[®acconti inediti 2008]
Così m'è rimasta questa passione per i limiti urbani, questo taglio impressionista, acquerello e abbozzo narrativo, veloce. Nel mio campo non sarò mai un romanziere né un poeta, perché resto sulla superfice della tela, perché non so approfondire, creare il dettaglio.

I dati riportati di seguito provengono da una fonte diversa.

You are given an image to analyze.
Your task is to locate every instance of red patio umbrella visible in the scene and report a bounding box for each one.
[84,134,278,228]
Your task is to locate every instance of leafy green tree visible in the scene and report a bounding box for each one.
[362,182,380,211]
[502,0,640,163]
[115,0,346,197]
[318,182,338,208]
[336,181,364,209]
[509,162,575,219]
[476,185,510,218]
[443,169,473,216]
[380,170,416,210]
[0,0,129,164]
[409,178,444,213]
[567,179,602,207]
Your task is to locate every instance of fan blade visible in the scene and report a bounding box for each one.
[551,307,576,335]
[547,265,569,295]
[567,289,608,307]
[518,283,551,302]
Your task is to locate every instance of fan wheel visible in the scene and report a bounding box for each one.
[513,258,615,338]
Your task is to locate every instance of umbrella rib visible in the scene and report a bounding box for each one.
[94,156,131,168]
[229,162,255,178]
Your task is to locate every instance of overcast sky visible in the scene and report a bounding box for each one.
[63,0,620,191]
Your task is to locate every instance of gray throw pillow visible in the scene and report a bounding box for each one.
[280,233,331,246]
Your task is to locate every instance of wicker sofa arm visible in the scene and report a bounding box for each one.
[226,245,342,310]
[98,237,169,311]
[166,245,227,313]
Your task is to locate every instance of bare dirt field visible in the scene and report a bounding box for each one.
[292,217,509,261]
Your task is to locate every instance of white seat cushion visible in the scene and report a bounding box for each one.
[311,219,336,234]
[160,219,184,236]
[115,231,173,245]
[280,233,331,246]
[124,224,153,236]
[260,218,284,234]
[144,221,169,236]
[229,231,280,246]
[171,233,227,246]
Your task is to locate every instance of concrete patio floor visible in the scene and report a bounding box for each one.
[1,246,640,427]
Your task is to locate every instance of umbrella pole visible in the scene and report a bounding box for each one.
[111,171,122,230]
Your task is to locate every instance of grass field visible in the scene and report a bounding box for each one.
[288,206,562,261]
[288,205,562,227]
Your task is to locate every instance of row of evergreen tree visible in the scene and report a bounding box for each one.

Mi apposto ai margini della città, dove il rombo degli aeroplani e i tonfi delle scavatrici formano l'unico paesaggio sonoro possibile. Mi fermo lì, in mezzo al movimento assordante della gente che fa, dei costruttori di mondi. Li osservo per ore, per giorni, li seguo come i falchi a circonferenze sempre più strette e a volte non ne ricavo che pochi scatti. Impressioni.
Questa mancanza è stata, per me, ragione di molte e lunghe sofferenze, vergogna di non saper e non poter fare. Di più. Mi sono sempre considerato incapace di scendere in verticale, incapace di usare i colori a olio che soffocano qualunque via di fuga. Poi questa menomazione è diventata la cifra costitutiva delle mie opere e sulle mie mancanze ho costruito questo mestiere.
L'estrema solitudine delle folle, il disagio e la quiete apparente.